Some useful libraries…

from tensorflow import keras 
import numpy as np
import matplotlib.pyplot as plt

Import the MNIST dataset we already go to know in the last exercise:

(x_train, y_train), (x_test, y_test) = keras.datasets.mnist.load_data() 
x_train, x_test = x_train / 255.0, x_test / 255.0

Exercise: Machine Learning Optimizers

Gradient descent is one of the most popular algorithms to perform optimization and is also one of the most common ways to optimize neural networks. Nevertheless there exist even more refined variants, which we will investigate in this exercise. Six common optimizers are:

  • SGD Stochastic gradient descent optimizes the parameters of the network by randomly choosing a mini-batch from the entire dataset and calculating the gradient of the loss function \(J(\theta)\) with respect to these data points. The learning rate \(\eta\) specifies how large of a step we take in the direction of the gradient.

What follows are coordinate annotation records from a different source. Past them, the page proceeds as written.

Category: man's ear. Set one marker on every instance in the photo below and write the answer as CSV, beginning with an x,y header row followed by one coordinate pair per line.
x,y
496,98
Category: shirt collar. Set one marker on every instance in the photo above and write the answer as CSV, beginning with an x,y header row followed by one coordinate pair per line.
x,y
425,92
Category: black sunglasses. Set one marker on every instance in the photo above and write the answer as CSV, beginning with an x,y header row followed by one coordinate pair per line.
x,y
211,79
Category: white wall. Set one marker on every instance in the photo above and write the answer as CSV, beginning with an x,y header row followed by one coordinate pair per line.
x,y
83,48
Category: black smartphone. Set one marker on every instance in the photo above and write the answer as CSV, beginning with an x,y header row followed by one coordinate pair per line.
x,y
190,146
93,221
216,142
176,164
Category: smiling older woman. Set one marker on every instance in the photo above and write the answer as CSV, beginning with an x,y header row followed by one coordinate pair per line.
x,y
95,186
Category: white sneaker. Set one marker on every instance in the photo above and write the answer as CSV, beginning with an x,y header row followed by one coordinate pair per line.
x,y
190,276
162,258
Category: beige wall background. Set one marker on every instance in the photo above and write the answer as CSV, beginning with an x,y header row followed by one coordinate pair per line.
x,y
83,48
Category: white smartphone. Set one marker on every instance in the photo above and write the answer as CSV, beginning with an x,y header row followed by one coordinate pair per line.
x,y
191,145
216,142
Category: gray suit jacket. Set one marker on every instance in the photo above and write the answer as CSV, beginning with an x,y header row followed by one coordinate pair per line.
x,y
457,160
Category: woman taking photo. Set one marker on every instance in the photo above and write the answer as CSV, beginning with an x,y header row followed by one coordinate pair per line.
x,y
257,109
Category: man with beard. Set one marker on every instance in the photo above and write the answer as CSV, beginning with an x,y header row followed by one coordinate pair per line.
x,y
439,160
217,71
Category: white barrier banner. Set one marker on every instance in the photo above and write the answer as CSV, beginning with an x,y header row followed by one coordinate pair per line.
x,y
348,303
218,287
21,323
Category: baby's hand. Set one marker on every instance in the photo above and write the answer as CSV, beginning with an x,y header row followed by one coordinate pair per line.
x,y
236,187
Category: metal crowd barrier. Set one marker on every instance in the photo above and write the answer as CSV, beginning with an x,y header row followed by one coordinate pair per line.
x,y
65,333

\[\theta \leftarrow \theta - \eta \nabla_{\theta} J(\theta).\]
  • Momentum The momentum optimizer refines the optimization by incorporating previous gradients and adding them to a momentum vector \(\mathbf{m}\). In order to prevent the momentum from growing infinitely, one adds a friction parameter \(\beta\) which has to be chosen appropriately.

\[\mathbf{m}\leftarrow \beta \mathbf{m} + \eta \nabla_{\theta} J(\theta),\]
\[\theta \leftarrow \theta - \mathbf{m}.\]
  • NAG A small modification to momentum optimization is Nesterov accelerated gradient (NAG), which evaluates the gradient not at the current set of parameters \(\theta\), but slightly ahead, pointing more in the direction of the optimum.

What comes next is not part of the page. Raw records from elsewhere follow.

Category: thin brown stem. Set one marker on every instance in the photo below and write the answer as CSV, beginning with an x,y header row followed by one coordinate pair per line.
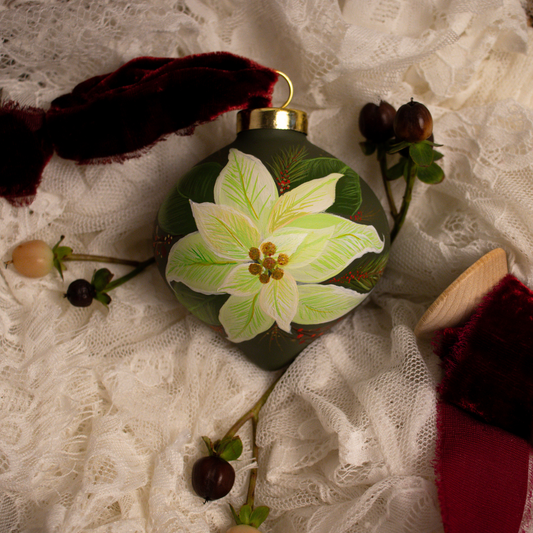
x,y
100,259
130,275
382,158
253,473
254,411
399,220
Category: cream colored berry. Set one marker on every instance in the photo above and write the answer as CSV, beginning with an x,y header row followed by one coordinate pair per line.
x,y
33,259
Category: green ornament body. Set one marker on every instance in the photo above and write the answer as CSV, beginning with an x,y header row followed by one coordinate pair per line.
x,y
270,241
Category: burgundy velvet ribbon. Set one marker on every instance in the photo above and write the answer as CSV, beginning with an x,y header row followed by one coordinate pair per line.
x,y
119,115
485,415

\[\mathbf{m}\leftarrow \beta \mathbf{m} + \eta \nabla_{\theta} J(\theta + \beta \mathbf{m}),\]
\[\theta \leftarrow \theta - \mathbf{m}.\]
  • AdaGrad The AdaGrad algorithm focuses the gradient more towards to the optimum by scaling the weight vector along the steepest dimensions. The first step is to accumulate the square of the gradients and then to use this to scale the gradient vector. In order to prevent division by zero we add a small parameter \(\epsilon\).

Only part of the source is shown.